Last night I walked around town with Elvis and Robert
collecting signatures for the library petition. I am thinking how good it is
for them to see how to make change happen, and to put the two together with one
goal. Elvis, un-popular, bigger but slower than everyone else in his class,
insecure- with Robert, also a flunky, but not because he is slow, because his
family is also alpaqueros and had him moving schools and pulled out of classes
the first 10 years of his life, a great artist, popular, funny, athletic,
confident. The funny part is they are both amazing artists, and attentive,
caring alpaca herding boys. They really only differ in confidence.
I am doing a very bad job of hiding the fact that I am
trying to push them to be friends and encouraging Elvis to speak up. But, they
are doing it. Working, laughing together, showing me house to house.
These are the interactions that matter. These moments are
why I am here. You may not be able to measure it, and you may never see a tangible
effect, but these two boys would never otherwise interact, let alone be
important staples in a social cause together.
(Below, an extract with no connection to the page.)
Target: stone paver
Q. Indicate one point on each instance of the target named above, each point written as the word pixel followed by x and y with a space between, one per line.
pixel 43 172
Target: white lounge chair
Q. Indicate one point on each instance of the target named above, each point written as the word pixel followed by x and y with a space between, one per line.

I was able to walk around town last night when parents were
coming back from the fields for one reason, and one reason only: Lucia was
wo-maning the library.
This morning when I was ripping myself from my sleeping bag,
“Luz, te buscan!”
I waddled to the aluminum door and screamed for joy. Lucia,
the young woman who has a degree in education and art that started taking flute
lessons so she could be the VALE teacher next year when she graduates, is
standing there. We embrace. She and I talk about once a month about the
development of the project and the advancement of her studies (she is going to
university in Arequia). We monitor and motivate one another with a regular
coffee and/or crepe. This is the first time we have seen each other since the
drama with the Municipality last month.
I serve her her pulled coffee, black (sans 3 spoonfuls of
sugar- a peruvian rarity), and she listens to me rant.
“But, Lu, why don’t you take the program and library to a
community that isn’t so resistant? Why don’t you take it to the French NGO’s
Cultural Center in Corporaque or the American NGO’s Orphanage in Yanque and
start working on it’s implementation there?”
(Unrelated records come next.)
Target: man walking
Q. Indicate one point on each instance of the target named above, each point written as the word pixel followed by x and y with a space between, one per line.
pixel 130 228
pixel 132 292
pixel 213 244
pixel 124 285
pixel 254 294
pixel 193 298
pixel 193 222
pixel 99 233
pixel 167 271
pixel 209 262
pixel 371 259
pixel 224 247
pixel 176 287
She is right, I can feel how right she is, along with
everyone else who has wanted to see me stop torturing myself.
“Because those kids have help.” Is the only excuse I can
give her.
Then, she answers her own question, “You are going to do
everything you can until the last moment so that you know you did everything
you possibly could for these kids.”
“I have to do it like that.”
“I want you to know, that after I graduate in December, I am
devoted to the VALE program, whether it be here or wherever. I am in. I want it
to live.”
We have to secure a salary for this young woman.